YUSTISI.ID Lampung (17.06.2025) – Kementerian Pendidikan Tinggi, Riset, dan Teknologi (Kemdiktisaintek) kini sedang melakukan pendalaman terhadap dugaan pelanggaran integritas akademik di Universitas Lampung (Unila). Pemeriksaan ini berkaitan dengan sejumlah karya ilmiah yang digunakan dalam pengusulan jabatan akademik guru besar.
Proses klarifikasi dimulai sejak Selasa, 27 Mei 2025, berdasarkan surat resmi dari Senat Unila Nomor: 69/UN26.01/SENAT/2025 dan surat permintaan pemeriksaan dari Kementerian Nomor: 0262/B/DT.04.01/2025. Pemeriksaan ini dilakukan oleh tim independen yang terdiri dari unsur Senat dan perwakilan kementerian.
Dalam surat tersebut juga dicantumkan karya ilmiah yang dinilai bermasalah. Salah satu dugaan utama adalah tercantumnya nama seorang penulis berinisial RP, yang disebut tidak memiliki peran nyata dalam penelitian, namun tetap dicantumkan sebagai salah satu penulis utama.
Jurnal Internasional Diduga ‘Dijoki’
Menurut informasi yang dihimpun dari berbagai sumber, kasus ini mengarah pada dugaan praktik “joki jurnal” yang melibatkan nama-nama akademisi berinisial L, H, dan S. Mereka diduga menggunakan bantuan pihak lain untuk menyusun artikel ilmiah demi memenuhi syarat jabatan lektor hingga guru besar. Nama RP, yang diketahui memiliki latar belakang berbeda dengan ketiganya, tercantum secara konsisten dalam berbagai publikasi mereka di Google Scholar.
Tanggapan Rektor & Humas Kampus
Rektor Unila, Prof. Lusmeilia Afriani, saat dimintai konfirmasi pada hari yang sama, menepis anggapan adanya investigasi besar. “Itu hanya klarifikasi biasa,” ujarnya singkat tanpa menjelaskan lebih lanjut.

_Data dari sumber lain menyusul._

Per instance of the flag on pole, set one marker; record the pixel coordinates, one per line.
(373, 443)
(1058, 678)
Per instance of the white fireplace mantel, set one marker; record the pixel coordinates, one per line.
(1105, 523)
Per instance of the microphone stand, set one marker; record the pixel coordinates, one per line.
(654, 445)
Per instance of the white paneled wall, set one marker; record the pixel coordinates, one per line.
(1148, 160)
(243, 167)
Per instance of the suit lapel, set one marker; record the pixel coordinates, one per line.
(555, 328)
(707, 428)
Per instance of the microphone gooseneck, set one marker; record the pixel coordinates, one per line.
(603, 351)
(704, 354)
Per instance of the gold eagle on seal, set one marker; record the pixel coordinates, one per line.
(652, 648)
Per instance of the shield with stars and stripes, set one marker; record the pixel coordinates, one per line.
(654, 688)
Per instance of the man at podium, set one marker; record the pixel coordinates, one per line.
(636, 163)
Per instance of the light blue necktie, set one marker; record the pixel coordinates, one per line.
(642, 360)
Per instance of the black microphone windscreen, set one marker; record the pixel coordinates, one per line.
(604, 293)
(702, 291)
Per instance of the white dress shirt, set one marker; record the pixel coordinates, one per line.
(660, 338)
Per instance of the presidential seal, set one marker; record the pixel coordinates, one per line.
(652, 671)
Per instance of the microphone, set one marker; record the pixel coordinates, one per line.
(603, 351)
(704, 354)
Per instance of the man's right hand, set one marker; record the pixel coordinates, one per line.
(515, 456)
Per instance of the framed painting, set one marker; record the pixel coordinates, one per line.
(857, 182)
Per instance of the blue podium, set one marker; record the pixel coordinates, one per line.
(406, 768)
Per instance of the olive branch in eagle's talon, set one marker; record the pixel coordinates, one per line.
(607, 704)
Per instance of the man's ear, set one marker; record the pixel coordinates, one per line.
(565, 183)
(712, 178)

Sementara itu, dalam pernyataan tertulis nomor 1443/UN26.07/HM/2025, pihak kampus melalui Plh. Kepala Biro Humas, Suratno, menegaskan bahwa setiap karya ilmiah yang digunakan untuk keperluan kenaikan jabatan akademik telah melewati verifikasi oleh Komite Integritas Unila. Ia menambahkan, klarifikasi yang dilakukan lebih bersifat administratif dan bukan tindakan represif.
“Kami hanya memastikan sejauh mana kontribusi para dosen dalam artikel yang mereka ajukan,” kata Suratno.
Pembentukan Tim Pemeriksa & Mekanisme Klarifikasi
Juru Bicara Unila, Dr. Nanang Trenggono, menjelaskan bahwa proses ini adalah tindak lanjut dari laporan sejumlah dosen yang merasa dirugikan atau mengetahui kejanggalan dalam proses pengusulan guru besar.
Tim pemeriksa diketuai langsung oleh Prof. Herpratiwi, Ketua Senat Unila. Mereka bertugas melakukan verifikasi terhadap substansi karya ilmiah dan memastikan bahwa seluruh nama penulis memang memiliki kontribusi akademik yang sahih.
“Jika satu artikel ditulis oleh lima orang, maka kelima penulis itu diminta menjelaskan kontribusi masing-masing,” terang Nanang.
Saat ini, kata Nanang, pihak universitas masih menunggu hasil akhir klarifikasi dari tim, yang nantinya akan diserahkan ke Kemdiktisaintek sebagai pihak yang berwenang mengambil keputusan.
Nanang juga menegaskan bahwa Rektor Unila tidak termasuk dalam daftar yang diperiksa, dan dirinya belum menerima informasi resmi mengenai jumlah karya maupun identitas dosen yang sedang diklarifikasi.
Catatan Penting untuk Dunia Akademik
Kasus ini membuka kembali diskursus mengenai etika akademik dalam dunia pendidikan tinggi, khususnya di lingkungan perguruan tinggi negeri. Pengusulan jabatan akademik melalui karya ilmiah yang tidak otentik bukan hanya mencoreng nama institusi, tetapi juga berpotensi merusak kepercayaan publik terhadap kualitas pendidikan tinggi di Indonesia.